Why? France employs a predominantly-cooperative model. With revenues reaching EUR85bn in 2014, members enjoy some serious clout and bargaining power. Yet a lack of investment coordination hampers exports, which is a mere 7% of coops’ revenue.
And there’s another problem to tackle. Value creation is shifting from agricultural producers to services and retail.
With margins decreasing by six percentage points in ten years due to deflationary pressures and changing consumption patterns, the drive to boost exports relies on one crucial element: investment spending. This should increase by two percentage points in 2016. So we expect exports to rise by +EUR5bn and amount to EUR61.2bn net year.
Germany faces its own unique set of challenges. The agrifood business model is under pressure from discounters and lower consumer spending on food (EUR2bn lost in a decade). Exporters specializing in meat and dairy products face sharp price decline.
Solution? Invest in higher value-added products such as organic food for both the domestic and export markets. Organic retail sales in Germany are forecasted to gain EUR4bn (+50%) by 2018.
Next up: Ireland, the land of gourmet grass and creamy butter.
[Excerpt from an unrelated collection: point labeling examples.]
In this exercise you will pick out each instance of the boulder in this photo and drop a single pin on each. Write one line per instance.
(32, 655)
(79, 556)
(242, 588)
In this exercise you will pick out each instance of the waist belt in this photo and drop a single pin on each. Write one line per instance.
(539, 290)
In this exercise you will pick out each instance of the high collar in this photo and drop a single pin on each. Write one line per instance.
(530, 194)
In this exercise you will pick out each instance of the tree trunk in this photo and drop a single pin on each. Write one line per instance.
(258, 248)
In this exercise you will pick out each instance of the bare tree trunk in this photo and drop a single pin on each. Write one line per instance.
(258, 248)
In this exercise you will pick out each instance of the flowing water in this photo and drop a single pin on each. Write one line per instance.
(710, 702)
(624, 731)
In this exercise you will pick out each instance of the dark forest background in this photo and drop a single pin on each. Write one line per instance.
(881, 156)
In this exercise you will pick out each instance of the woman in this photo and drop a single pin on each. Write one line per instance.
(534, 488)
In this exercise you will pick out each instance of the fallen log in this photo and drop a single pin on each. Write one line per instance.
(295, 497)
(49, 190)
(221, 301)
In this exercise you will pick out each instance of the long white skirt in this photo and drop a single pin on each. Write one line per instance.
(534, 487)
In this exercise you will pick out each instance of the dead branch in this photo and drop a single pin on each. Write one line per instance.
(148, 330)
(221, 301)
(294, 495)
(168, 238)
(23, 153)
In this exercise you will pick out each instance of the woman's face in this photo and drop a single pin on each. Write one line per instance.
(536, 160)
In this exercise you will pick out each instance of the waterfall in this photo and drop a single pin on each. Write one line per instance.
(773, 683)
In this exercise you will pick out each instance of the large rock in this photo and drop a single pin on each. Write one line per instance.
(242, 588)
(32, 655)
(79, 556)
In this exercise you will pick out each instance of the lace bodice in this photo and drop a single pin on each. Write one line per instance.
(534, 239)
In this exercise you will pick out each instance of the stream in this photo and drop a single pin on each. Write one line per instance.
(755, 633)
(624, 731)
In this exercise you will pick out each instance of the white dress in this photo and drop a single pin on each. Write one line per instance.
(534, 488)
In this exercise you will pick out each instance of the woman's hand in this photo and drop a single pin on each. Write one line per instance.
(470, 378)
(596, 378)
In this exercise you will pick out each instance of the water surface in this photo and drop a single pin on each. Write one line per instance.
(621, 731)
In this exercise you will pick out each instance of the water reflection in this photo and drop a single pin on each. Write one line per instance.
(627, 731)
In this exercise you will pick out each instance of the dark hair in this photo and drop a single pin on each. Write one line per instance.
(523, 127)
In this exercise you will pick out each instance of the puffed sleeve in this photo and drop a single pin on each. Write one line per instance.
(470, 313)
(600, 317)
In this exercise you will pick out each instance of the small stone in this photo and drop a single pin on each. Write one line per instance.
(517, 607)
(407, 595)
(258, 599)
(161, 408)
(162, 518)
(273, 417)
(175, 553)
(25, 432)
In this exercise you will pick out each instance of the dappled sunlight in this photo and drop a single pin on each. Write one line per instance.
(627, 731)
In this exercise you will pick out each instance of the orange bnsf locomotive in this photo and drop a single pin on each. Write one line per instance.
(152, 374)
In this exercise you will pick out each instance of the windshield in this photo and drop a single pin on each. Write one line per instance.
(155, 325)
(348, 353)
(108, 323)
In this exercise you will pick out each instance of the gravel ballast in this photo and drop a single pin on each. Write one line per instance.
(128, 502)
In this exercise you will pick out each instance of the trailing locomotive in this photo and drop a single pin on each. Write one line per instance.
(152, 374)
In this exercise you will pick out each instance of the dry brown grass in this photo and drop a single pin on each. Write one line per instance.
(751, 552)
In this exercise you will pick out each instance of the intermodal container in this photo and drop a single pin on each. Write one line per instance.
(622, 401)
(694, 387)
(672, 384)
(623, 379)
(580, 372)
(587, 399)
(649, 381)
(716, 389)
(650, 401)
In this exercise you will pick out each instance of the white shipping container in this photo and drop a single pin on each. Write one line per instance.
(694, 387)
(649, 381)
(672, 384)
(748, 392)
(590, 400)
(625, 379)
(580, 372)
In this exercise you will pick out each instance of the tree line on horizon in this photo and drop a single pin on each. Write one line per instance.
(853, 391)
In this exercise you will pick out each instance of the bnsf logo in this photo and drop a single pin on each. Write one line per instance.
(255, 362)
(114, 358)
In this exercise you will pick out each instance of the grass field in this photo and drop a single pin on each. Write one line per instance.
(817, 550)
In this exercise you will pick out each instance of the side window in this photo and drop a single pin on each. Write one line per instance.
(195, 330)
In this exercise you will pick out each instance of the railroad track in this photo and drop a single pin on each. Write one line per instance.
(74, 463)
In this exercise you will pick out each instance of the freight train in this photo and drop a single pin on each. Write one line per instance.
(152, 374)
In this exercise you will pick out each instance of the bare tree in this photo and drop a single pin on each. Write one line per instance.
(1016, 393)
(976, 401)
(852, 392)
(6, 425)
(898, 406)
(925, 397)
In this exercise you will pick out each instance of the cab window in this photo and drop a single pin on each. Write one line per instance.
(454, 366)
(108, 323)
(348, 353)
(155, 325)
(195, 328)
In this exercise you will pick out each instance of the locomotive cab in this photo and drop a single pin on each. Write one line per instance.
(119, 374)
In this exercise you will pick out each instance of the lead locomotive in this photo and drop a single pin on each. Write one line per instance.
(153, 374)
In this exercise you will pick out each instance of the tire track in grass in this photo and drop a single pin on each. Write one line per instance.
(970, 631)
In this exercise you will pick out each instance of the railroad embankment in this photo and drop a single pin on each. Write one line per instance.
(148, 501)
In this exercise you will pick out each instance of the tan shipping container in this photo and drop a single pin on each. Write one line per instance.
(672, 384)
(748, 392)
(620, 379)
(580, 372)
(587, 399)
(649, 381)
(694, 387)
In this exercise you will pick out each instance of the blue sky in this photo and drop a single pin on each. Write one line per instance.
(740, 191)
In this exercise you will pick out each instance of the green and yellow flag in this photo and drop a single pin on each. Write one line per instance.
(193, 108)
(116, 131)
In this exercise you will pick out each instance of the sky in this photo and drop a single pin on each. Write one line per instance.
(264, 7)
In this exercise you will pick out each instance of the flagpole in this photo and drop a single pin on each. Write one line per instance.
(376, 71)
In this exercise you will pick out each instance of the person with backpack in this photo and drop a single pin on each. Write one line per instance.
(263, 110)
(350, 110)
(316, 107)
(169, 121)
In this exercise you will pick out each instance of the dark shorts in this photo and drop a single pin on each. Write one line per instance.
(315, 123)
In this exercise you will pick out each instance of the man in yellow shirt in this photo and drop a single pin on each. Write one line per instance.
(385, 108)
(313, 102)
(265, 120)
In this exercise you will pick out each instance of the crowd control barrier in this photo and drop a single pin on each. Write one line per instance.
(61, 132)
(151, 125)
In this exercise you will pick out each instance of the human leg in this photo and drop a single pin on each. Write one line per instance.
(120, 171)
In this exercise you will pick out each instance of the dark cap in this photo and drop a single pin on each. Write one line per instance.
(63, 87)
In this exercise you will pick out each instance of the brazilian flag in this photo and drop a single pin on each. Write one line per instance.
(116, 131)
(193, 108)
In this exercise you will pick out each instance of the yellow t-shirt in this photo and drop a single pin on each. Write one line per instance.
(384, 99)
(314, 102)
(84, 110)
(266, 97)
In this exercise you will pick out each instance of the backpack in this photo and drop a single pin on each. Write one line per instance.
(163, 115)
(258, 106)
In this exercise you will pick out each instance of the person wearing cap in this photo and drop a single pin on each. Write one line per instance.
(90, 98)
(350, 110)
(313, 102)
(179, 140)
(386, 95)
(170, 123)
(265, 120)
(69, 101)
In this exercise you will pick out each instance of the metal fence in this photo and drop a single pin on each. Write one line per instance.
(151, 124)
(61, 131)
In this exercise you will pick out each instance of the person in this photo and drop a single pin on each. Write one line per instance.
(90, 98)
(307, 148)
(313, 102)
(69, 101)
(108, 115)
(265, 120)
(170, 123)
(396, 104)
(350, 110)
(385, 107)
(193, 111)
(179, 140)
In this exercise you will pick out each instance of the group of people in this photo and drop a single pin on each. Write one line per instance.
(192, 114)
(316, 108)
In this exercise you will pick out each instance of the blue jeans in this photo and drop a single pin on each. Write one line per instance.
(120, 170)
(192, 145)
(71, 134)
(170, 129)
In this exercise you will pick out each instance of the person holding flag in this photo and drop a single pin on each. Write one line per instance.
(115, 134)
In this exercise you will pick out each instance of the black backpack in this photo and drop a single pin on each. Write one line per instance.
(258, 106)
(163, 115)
Agrifood is the country’s largest sector, contributing to 25% of manufacturing sales, two thirds of manufacturing employment and 12% of total Irish exports. Robust local demand and high openness to foreign trade buoy producers.
Last but definitely not least, the U.S. The world’s number one agrifood exporter (and importer) is weighed down by low commodity prices. But the sector’s strong financial standing should help it pass through this temporary lull. Export gains, for example, could grow by USD 20 billion to USD 175 billion in 2015-16.
A diversified portfolio of both products and customers really does help.
And there is another reason for American optimism. Meat and dairy exports have grown +7% annually over the last years and this momentum should hold.
Thanks to whom? Good old Europe, at least in part. The lifting of EU dairy quotas in 2015 makes global markets more open to American T-bones and Philadelphia cheese.